- Born: March 28, 1905 Goshen, Indiana, United States
- Died: April 17, 1998 (aged 93) Hightstown, New Jersey, United States
- Education: Kalamazoo College

= Frances Clark (pianist) =

Frances Oman Clark (March 28, 1905 – April 17, 1998) was an American pianist, pedagogue, and academic who authored, co-authored and edited many widely used piano method books, most notably The Music Tree series. Her 1955 publication, Time to Begin, introduced the concept of teaching music reading by pattern recognition, thus pioneering the "intervallic method," which "revolutionised" the teaching of music reading. Clark used the principles of other pedagogy fields by "teaching students how to learn" and applied them to piano for the first time.

==Biography==
Clark received a bachelor's degree at Kalamazoo College in 1928 and completed graduate studies at the University of Michigan, The Juilliard School, the Paris Conservatory, and the American Academy at Fontainebleau. She holds an honorary Doctorate in Music from Kalamazoo College.

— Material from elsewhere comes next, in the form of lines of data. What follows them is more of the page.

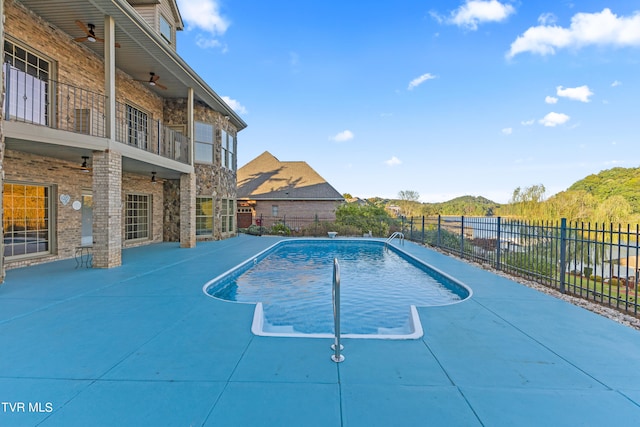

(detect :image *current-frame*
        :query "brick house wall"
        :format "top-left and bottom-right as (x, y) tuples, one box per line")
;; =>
(4, 150), (164, 268)
(5, 0), (164, 129)
(0, 0), (242, 270)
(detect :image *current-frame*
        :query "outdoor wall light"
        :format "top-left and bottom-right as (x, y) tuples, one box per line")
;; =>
(80, 156), (89, 173)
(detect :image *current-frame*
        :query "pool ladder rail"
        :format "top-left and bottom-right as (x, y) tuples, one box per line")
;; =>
(384, 231), (404, 249)
(331, 258), (344, 363)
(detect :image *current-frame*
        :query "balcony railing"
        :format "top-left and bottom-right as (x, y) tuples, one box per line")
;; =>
(3, 64), (190, 164)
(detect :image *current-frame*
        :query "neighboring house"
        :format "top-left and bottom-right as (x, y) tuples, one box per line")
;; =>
(0, 0), (246, 280)
(238, 151), (344, 228)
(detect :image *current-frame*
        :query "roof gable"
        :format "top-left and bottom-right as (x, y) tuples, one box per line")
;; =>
(238, 151), (344, 200)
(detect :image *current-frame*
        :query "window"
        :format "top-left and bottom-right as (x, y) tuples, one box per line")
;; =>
(127, 105), (149, 150)
(124, 194), (151, 240)
(221, 199), (236, 233)
(195, 122), (215, 163)
(2, 183), (51, 257)
(221, 130), (236, 170)
(3, 40), (51, 125)
(196, 197), (213, 236)
(160, 15), (173, 43)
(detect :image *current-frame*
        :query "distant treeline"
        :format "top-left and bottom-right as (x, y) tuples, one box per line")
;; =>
(358, 168), (640, 224)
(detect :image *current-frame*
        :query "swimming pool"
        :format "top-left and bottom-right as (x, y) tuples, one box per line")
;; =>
(203, 239), (471, 338)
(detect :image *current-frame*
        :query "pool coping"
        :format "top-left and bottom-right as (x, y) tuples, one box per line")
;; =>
(202, 237), (473, 340)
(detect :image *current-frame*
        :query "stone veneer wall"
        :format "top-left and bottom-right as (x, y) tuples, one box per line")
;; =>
(164, 99), (237, 240)
(93, 150), (123, 268)
(4, 0), (163, 129)
(0, 0), (5, 283)
(163, 179), (180, 242)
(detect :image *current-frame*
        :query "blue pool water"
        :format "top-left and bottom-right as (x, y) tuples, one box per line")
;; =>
(205, 240), (470, 335)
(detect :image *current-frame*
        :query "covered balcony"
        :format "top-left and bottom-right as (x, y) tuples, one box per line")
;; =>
(3, 64), (191, 164)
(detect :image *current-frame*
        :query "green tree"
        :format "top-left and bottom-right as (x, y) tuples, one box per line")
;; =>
(398, 190), (421, 217)
(336, 203), (396, 237)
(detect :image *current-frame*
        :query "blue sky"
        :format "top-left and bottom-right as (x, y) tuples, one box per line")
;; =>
(178, 0), (640, 203)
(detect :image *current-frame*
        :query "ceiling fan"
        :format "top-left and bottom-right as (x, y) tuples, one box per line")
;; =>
(136, 72), (167, 90)
(73, 21), (120, 47)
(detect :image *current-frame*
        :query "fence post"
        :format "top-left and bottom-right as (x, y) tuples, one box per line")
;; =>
(460, 215), (464, 258)
(560, 218), (567, 294)
(409, 217), (413, 241)
(496, 217), (502, 270)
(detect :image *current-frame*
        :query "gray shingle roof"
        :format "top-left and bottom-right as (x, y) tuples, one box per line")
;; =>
(238, 151), (344, 200)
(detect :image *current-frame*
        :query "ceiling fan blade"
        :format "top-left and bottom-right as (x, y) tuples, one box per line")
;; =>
(76, 20), (91, 36)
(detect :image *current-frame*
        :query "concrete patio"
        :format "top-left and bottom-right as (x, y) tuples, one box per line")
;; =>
(0, 235), (640, 427)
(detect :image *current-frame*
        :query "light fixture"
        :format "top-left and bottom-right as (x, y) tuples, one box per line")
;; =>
(80, 156), (89, 172)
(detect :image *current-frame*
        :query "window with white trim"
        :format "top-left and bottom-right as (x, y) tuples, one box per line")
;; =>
(220, 130), (236, 170)
(127, 105), (149, 150)
(2, 183), (52, 258)
(220, 199), (236, 233)
(124, 194), (151, 240)
(3, 40), (51, 126)
(195, 122), (215, 164)
(196, 197), (213, 236)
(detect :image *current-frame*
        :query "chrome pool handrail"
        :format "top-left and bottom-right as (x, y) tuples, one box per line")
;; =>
(331, 258), (344, 363)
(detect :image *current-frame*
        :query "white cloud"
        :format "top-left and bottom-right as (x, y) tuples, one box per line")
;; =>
(178, 0), (231, 51)
(196, 34), (227, 53)
(507, 8), (640, 58)
(556, 85), (593, 102)
(221, 96), (247, 114)
(438, 0), (515, 31)
(538, 13), (558, 25)
(329, 130), (355, 142)
(384, 156), (402, 166)
(539, 112), (571, 127)
(407, 73), (437, 90)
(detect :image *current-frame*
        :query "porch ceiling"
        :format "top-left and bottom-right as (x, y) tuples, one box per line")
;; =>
(15, 0), (247, 130)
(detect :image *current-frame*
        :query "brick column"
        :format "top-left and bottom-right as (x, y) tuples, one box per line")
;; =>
(180, 173), (196, 248)
(93, 150), (122, 268)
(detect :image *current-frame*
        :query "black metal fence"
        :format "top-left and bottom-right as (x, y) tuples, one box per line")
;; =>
(402, 216), (640, 316)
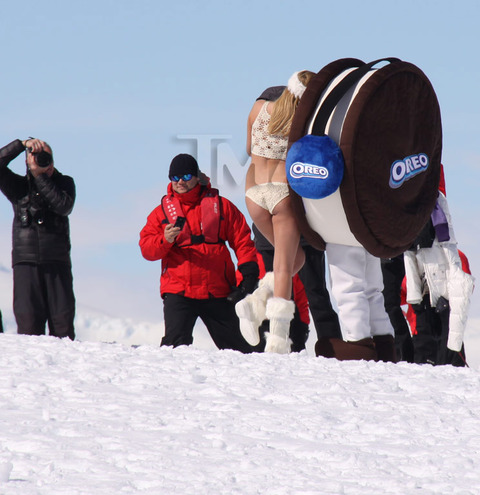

Clark served on the faculty at Kalamazoo College from 1945 to 1955, before joining the faculty of Westminster Choir College as department chair of piano performance and pedagogy with her colleague Louise Goss. In 1960, Clark and Goss co-founded The New School for Music Study (NSMS), the only post-graduate training center devoted exclusively to piano pedagogy research. They also authored an extensive collection of piano study materials entitled The Frances Clark Library for Piano Students. Clark was an adjunct professor of Piano Pedagogy at Westminster Choir College until 1994.

Clark won the Distinguished Achievement Award from the Kalamazoo College Alumni Association in 1987, and a Master Teacher Certificate from MTNA. Upon her death in April 1998, Ms. Clark was honored by the Irving S. Gilmore International Keyboard Festival; Ms. Goss accepted the honor on her behalf.

== Legacy ==
Upon Clark's death in 1998, colleagues Louise Goss, Sam Holland, and Elvina Pearce established The Frances Clark Center for Keyboard Pedagogy to expand the reach of NSMS and Clark's philosophies. All pedagogy materials created by the center are designed around Frances Clark's teaching philosophies: discovery-based learning, sound-before-sight and intervallic reading, development of complete musicianship at all levels of study, and the idea that "there is music in every child." The Frances Clark Center is a not-for-profit educational organization 501(c)(3) and a 509(a)(2) public charity.

The Center develops, tests, and disseminates new applications of Clark's teaching philosophy by studying music learning styles, effectiveness of published materials, and keyboard teacher training. NSMS continues as a research lab for music education and a year-round community music school. The Center publishes under Piano Education Press, Piano Pedagogy Forum, Piano Magazine, Piano Inspires Kids, and the Journal of Piano Research. It has an Online Teacher Education division with podcasts and webinars. It puts on the biennial conference NCKP: National Conference on Keyboard Pedagogy.